The rain-lashed streets seemed even more deserted than when he had left the Intendance. The young dragoon found himself plunging into one of whose name he was not sure, though he believed it to be the Rue des Minimes. It led, at any rate, in the right direction, and he pursued it whistling a little air which the wind slew on his lips. Borne in snatches on the blast came the tinkle and clang of various bells ringing for compline from the numerous religious houses of Dunkirk, the Conceptionnistes in his immediate vicinity or the Clarisses, the Pénitentes or the Dames Anglaises—or even the Minimes ahead of him. In this ruelle—for it was hardly more, so narrow was it and short—two lights only were visible; one at the further end, affixed for the guidance of the public to the wall of a house, and one of a different nature which streamed out from the uncurtained ground-floor window of some dwelling at the nearer. By the more distant light, which leapt violently at every fresh gust, something like the arm of a semaphore could be seen, though indistinctly, to swing to and fro.

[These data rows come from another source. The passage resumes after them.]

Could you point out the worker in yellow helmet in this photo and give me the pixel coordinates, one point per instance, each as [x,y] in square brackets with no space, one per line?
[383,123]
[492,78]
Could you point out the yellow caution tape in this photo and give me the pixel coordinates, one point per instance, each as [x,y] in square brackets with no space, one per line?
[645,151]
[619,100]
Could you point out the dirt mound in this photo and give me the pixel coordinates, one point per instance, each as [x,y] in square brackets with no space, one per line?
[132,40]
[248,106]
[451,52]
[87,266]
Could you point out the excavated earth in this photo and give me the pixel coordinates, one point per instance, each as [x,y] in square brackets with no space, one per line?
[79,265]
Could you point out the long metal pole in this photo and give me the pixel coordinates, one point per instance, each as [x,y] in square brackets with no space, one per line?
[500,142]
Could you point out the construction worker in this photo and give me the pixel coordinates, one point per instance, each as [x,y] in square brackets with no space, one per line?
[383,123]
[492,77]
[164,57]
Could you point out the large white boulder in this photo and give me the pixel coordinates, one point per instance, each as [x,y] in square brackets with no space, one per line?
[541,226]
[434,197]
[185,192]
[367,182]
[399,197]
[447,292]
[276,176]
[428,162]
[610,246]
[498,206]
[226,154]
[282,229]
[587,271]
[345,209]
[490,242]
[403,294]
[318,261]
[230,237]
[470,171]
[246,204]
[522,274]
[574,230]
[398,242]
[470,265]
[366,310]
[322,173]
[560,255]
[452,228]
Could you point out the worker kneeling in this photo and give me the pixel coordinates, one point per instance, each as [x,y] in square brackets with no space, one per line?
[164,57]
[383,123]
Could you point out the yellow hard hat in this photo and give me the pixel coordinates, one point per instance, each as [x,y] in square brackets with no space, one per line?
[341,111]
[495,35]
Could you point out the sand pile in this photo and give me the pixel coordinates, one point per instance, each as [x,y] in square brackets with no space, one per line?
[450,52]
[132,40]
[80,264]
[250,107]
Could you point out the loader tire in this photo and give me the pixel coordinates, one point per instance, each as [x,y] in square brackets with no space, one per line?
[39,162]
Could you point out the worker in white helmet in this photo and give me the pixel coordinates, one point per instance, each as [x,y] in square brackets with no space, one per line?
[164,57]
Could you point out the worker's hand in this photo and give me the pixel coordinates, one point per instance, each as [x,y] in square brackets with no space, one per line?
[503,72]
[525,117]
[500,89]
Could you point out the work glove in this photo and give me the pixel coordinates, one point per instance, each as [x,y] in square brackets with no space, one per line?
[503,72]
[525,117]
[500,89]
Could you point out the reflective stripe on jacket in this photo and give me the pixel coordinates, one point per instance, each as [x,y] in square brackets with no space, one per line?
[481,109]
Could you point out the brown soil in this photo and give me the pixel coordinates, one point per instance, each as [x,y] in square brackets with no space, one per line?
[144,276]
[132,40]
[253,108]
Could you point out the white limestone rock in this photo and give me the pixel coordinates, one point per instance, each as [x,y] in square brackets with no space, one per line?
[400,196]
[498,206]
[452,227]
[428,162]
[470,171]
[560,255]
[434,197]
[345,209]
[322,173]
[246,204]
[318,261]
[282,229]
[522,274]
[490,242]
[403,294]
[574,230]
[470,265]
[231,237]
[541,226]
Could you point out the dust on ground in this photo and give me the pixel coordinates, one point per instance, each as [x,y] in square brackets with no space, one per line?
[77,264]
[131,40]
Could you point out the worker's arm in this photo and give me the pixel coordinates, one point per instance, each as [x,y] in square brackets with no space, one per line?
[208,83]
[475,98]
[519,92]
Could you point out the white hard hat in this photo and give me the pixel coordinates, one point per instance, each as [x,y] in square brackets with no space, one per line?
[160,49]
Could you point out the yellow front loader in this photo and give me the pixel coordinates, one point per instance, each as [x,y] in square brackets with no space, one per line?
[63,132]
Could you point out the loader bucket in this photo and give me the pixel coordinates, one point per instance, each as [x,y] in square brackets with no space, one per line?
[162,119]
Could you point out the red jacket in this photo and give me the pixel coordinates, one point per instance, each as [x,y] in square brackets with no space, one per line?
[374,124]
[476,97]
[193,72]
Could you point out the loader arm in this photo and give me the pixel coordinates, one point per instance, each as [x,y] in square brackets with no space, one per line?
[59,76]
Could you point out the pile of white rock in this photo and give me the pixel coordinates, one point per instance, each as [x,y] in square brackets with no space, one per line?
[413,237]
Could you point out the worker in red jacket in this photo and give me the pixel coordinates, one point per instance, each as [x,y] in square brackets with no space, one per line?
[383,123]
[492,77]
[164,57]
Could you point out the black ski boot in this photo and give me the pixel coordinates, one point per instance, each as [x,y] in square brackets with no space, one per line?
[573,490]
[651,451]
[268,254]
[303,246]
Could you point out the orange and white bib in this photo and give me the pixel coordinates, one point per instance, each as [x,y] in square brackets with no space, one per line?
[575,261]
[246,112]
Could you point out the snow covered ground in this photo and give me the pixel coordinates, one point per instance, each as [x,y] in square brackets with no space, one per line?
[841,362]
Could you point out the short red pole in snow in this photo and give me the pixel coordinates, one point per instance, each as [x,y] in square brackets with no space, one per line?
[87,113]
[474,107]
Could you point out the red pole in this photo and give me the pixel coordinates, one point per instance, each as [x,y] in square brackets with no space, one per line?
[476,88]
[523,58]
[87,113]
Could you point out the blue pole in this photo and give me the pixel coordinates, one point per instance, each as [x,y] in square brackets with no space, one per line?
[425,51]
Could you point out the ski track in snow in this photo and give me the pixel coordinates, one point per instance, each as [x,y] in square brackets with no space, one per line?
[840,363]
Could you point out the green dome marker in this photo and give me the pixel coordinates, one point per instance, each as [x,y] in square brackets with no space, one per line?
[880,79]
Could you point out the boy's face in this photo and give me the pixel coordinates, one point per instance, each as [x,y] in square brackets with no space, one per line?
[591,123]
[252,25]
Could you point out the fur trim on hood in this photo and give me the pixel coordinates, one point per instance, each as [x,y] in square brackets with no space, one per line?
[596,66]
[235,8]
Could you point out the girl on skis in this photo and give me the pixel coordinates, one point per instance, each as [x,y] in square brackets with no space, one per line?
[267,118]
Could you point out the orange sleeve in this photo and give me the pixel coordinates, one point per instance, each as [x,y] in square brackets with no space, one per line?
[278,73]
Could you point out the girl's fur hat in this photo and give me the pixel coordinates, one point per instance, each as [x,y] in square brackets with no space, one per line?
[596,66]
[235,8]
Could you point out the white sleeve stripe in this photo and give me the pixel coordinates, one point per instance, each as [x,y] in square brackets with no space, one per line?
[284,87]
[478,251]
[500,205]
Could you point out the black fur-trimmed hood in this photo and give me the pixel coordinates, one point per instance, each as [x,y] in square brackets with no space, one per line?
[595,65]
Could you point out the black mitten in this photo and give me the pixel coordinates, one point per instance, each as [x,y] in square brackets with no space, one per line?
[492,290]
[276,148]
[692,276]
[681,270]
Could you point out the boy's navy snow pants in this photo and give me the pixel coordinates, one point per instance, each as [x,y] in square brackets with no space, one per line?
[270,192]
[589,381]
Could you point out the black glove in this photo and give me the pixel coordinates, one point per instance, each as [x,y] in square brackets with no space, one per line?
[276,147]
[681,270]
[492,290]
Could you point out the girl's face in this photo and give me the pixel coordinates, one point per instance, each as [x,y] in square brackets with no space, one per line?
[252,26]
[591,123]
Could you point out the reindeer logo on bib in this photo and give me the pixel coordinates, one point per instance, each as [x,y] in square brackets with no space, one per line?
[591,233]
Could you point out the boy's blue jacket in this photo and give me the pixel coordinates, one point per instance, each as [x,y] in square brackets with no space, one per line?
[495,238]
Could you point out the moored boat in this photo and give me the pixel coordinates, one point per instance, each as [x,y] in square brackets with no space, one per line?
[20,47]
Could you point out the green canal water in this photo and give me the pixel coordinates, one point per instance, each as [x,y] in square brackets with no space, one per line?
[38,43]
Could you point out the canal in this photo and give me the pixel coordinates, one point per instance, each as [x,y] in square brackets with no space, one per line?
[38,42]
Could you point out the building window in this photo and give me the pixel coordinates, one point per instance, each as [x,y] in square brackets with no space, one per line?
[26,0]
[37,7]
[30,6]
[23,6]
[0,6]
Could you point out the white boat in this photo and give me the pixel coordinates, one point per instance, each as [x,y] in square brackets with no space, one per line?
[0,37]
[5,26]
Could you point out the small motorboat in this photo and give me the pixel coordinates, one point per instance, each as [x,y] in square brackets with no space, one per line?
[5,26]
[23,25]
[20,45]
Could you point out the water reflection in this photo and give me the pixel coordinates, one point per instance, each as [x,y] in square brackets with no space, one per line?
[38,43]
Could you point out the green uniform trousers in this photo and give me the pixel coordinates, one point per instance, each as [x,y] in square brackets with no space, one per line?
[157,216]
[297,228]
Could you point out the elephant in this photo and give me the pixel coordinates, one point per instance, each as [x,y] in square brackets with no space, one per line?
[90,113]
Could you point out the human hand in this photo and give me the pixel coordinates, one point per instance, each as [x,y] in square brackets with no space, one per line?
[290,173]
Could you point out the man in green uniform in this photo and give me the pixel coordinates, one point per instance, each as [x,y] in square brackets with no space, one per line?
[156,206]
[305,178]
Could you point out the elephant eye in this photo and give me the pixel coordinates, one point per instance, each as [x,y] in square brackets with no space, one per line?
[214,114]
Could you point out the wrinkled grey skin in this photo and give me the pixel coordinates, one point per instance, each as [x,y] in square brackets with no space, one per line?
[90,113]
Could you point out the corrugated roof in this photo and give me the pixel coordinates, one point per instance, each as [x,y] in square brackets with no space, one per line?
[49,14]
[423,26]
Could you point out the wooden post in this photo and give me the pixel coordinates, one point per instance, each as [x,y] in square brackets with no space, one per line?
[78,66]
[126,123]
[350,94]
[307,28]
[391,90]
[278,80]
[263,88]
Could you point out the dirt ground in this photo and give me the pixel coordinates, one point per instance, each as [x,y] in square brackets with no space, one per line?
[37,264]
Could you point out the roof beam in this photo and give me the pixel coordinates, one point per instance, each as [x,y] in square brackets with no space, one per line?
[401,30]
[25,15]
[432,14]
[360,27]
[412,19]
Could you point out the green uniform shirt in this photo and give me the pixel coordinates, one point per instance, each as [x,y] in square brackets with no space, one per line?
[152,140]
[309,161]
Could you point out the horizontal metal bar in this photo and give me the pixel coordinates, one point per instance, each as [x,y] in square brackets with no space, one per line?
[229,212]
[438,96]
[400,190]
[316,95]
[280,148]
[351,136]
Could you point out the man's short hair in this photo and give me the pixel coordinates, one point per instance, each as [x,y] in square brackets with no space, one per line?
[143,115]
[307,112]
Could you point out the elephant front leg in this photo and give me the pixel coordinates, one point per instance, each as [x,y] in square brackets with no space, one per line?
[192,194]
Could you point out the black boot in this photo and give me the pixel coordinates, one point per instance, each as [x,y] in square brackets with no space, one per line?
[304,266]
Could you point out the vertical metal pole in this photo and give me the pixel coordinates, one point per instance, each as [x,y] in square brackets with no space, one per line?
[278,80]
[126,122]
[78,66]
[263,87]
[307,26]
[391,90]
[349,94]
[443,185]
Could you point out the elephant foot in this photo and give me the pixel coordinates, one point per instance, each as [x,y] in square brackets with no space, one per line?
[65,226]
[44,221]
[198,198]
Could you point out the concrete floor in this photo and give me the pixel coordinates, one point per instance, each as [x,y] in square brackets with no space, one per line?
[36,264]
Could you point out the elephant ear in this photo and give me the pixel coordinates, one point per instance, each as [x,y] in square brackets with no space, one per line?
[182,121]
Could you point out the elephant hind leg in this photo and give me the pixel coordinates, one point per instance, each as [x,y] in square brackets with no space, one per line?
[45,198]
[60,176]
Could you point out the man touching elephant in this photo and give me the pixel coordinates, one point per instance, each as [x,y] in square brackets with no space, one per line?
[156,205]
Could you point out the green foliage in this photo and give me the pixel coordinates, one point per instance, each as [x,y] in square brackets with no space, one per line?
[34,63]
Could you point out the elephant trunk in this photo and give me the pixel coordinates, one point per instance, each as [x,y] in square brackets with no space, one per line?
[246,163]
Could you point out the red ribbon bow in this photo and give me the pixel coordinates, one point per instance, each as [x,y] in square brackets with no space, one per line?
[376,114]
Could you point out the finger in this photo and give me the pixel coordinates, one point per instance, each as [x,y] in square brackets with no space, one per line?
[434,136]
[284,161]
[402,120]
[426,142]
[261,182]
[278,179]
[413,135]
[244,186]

The young officer’s immediate attention, however, was caught by this low, lighted window on his right hand, and as he neared it a quite purposeless curiosity prompted him to glance in. For the window was open—an unusual phenomenon on so wet and boisterous a night—and a man was standing at it, a tall man and a young, as far as could be guessed. Looking for the arrival of someone, perhaps. . . .
“She will not come, monsieur, in such weather,” remarked M. de Lancize, slackening his pace as he passed. “You would do better to go to bed!”
There was no answer, or none that reached his ears, and with this piece of impertinence the Comte de Saxe’s aide-de-camp passed on to what was awaiting him at the end of the street. It leapt down upon him, the smile still round his lips, with a noise like the clatter of several iron pots, with an astonishing souse of water and a simultaneous blow on head and shoulder that sent him reeling, astounded and indignant, into the rain-filled gutter in the middle of the ruelle, where, slipping in the slime of it, he fell his length.
Not without cause had the retired notary who dwelt in the corner house with the lantern feared that the whole of his already rickety gutter would carry away one of these nights if the gale continued.